First off, just let me say you can't put lipstick on a pig. If all you can get out of your Sangean unit is MP3 or AAC, you have to live with the audio equivalent of VHS tape. Not much you can do.
But, if you choose another streaming service like Spotify, Pandora or Tidal, you have quality options.

I did a personal side by side testing of Spotify premium at 320Kbps and Tidals MQA titles for a month during their free trial. I would encourage you to do the very same thing: do your own side by side listening tests. Tidal can be used for 60 days for free now. So you can run Tidal and a service like Spotify side by side and do your own tests.

I did it for 30 days and I couldn't hear a difference between $20 bucks a month and $10 bucks a month. So, i kept my Spotify service and let Tidal go. Your experience may be different. I think the consensus on the forum is you are better off doing your own testing if you can on subjective matters like this. You may prefer Tidal and MQA. Just because I didn't is just one data point in a ocean of data
Buck,

This is a great post and solution for johntheotimist.

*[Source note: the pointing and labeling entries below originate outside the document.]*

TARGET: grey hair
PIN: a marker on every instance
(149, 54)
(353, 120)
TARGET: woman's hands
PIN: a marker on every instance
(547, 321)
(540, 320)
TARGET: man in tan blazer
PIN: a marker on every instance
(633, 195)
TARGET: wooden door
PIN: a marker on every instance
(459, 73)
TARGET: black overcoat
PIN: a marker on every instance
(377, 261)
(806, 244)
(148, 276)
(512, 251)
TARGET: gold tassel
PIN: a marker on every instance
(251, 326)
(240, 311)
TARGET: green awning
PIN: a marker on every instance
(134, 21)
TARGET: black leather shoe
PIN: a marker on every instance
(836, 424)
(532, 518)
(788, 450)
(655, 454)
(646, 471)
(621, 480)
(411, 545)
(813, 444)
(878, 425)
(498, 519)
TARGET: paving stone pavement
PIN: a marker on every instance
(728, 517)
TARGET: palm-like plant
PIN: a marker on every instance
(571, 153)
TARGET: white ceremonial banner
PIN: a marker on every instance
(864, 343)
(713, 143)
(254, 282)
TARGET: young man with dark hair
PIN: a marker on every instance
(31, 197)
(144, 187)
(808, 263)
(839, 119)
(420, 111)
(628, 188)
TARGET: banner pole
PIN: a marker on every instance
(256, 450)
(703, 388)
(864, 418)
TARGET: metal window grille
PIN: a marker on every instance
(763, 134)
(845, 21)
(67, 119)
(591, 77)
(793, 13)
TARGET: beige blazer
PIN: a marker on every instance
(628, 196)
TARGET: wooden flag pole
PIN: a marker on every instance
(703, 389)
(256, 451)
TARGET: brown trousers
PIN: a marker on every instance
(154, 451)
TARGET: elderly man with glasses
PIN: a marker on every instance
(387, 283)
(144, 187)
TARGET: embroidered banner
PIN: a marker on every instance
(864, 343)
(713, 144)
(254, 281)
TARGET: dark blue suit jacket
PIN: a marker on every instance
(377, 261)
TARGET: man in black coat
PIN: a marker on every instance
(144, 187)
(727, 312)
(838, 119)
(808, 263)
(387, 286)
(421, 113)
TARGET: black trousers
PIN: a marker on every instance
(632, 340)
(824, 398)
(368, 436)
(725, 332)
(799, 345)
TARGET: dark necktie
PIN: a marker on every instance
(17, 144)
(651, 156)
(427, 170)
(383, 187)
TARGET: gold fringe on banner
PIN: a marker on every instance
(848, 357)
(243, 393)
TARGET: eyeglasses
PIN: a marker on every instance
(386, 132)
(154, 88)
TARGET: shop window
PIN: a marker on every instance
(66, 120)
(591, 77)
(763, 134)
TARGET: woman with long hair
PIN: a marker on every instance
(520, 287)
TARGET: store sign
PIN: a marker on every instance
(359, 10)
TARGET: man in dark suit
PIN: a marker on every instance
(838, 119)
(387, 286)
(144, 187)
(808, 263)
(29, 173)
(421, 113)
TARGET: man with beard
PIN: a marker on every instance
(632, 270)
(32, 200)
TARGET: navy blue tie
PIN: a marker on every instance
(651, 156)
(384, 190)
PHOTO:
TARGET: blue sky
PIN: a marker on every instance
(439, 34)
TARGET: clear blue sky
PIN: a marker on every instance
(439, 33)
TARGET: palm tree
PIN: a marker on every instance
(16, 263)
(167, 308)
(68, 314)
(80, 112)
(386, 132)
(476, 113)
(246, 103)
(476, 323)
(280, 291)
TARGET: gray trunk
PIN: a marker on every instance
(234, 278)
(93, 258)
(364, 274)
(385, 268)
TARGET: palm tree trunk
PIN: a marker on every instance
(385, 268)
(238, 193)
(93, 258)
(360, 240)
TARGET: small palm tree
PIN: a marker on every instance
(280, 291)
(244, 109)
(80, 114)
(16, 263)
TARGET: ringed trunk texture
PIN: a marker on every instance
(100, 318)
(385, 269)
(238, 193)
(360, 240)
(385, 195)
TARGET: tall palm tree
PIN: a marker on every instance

Ages ago (when the technology was in it's infancy) I got into Ripping my own CDs to MP3s, Napster, and finally FLAC. My first exposure to any kind of "Streaming" was Sirius and XM Radio; and both make me cringe. Internet Radio was also a bust, so much in fact I never even tried it on my newest Receiver even though it's built in and connected to my home network.

I have tired Spotify, or rather I let one of our friends connect via Bluetooth from their Phone, and found it mediocre. Selection was great, but they just had the Free version so I'd expect the Spotify premium 320Kbps stuff to sound significantly better. (the commercials seemed kind of weird too.)

Personally, I have so much MP3s and FLAC tunes on a PC, I can stream it to two of my Receivers via the home network. However I sometimes use a Thumb Drive instead. Almost always I use FLAC files and save the MP3s for the car.
 
J

Johntheoptimist

Audiophyte
You all have been a huge help...thank you! I look forward to posting more questions (and contributing) in the near future!
 
D

DubPlate

Audioholic Intern
Hi!

Brand new on here...and a relatively new audiophile.

My question is this - I own this wifi radio streamer from Sangean:
http://www.sangean.com/products/product.asp?mid=25&cid=2

I have it feeding into my wyred 4 sound st-500 amp and output in my Dunlavy SC-III speakers.

I'm finding that the sound quality is mediocre at best. Is there any sort of device that I can utilize between the streamer and the amp that could enhance the quality and convert the music into a HIFI signal?

Thanks,

John
I would recommend giving amazon music unlimited try. I have had Spotify premium for a feels months, and I always listened with m-Dax enabled on the receiver, it artificially boost the high and low end. Without m-Dax enabled, the lows seemed anemic on Spotify.

I took advantage of a free trial from amazon. And I can def hear the difference. I now listen with m-Dax off, even the mids sound better, but that may be a function of greater contrast between the more pronounced highs and lows.

Amazon does not release there specs, but I would presume that is at least 320 Kbps for streaming.

I have also noticed that if you download a song or album via mobile, instead of stream, the sound quality is improved. Downloads appear to have higher quality. Another advantage is that if you already have prime, music unlimited is 7.99 per month.